The correlation of microstructure features, dry sliding wear behavior, hardness and tensile properties of Al-2wt%Mg-Zn alloys

Abstract

The effect of Zn addition on the as-cast microstructures, mechanical properties and dry sliding wear behavior of Al-2wt%Mg-Zn alloys is investigated in this study. Two Al-Zn-Mg ternary alloys, with 5% and 8% Zn contents and 2 wt% Mg, were developed: 752 alloy (Al-5wt%Zn - 2 wt%Mg) and 782 alloy (Al-8wt%Zn-2wt%Mg). Unidirectional vertical upward solidification experiments were performed using a metallic water-cooled mold instrumented by thermocouples.

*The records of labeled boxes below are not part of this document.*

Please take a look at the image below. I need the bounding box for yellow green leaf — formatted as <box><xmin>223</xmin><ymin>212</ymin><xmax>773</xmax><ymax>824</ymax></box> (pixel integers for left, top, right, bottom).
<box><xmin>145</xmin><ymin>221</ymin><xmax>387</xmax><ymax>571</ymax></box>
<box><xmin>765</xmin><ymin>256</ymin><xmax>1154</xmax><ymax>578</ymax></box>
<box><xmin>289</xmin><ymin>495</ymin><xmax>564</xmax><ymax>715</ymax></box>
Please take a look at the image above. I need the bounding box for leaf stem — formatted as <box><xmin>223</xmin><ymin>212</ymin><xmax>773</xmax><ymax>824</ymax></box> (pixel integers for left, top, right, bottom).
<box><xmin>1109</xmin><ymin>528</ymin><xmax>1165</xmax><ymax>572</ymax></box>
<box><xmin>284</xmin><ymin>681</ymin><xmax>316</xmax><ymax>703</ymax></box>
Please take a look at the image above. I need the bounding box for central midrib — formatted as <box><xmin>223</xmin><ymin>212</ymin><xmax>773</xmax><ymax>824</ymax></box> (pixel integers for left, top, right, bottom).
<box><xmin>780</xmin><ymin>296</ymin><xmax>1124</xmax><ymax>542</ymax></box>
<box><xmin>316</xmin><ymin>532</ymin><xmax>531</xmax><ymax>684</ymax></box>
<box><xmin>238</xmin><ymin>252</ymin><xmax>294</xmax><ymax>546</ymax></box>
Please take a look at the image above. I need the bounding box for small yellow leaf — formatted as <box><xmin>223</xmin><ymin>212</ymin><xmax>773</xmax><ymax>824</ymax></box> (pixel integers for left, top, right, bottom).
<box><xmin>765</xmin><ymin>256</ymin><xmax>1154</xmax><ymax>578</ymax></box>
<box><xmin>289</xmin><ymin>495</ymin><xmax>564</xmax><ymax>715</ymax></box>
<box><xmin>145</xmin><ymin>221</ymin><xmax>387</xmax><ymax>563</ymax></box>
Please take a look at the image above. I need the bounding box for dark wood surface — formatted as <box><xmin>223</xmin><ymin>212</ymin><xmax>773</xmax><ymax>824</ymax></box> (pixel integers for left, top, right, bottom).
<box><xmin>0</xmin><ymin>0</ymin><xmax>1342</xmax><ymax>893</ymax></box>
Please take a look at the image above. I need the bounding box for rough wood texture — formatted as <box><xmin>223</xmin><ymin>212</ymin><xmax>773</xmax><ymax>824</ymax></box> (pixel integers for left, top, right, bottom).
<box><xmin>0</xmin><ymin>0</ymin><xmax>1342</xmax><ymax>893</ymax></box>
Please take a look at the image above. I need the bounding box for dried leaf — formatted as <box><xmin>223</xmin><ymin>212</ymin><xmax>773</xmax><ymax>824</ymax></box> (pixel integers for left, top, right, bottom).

Samples extracted along the length of the resultant ingots were characterized by optical microscopy (OM), scanning electron microscopy (SEM), energy dispersive spectroscopy (EDS), and X-ray diffraction (XRD), and mechanical properties were analyzed by hardness, microhardness, tensile and dry sliding wear tests. The results showed that the microstructures for both alloys are composed of an α-Al dendritic matrix and MgZn2 and Al2Mg3Zn3 interdendritic precipitates. An experimental equation is derived relating the secondary dendrite arm spacing (λ2) to the solidification cooling rate (Ṫ). Experimental relationships show that both Brinell Hardness (HB) and ultimate tensile strength (UTS) increased with the decrease in λ2. The wear resistance is shown to increase with the increase in the alloy Zn content and with the decrease in λ2. A correlation between wear, hardness and ultimate tensile strength was proposed, in which wear decreases with the increase in both HB and UTS. The observed wear mechanism is shown to be abrasive for all examined alloys and experimental conditions.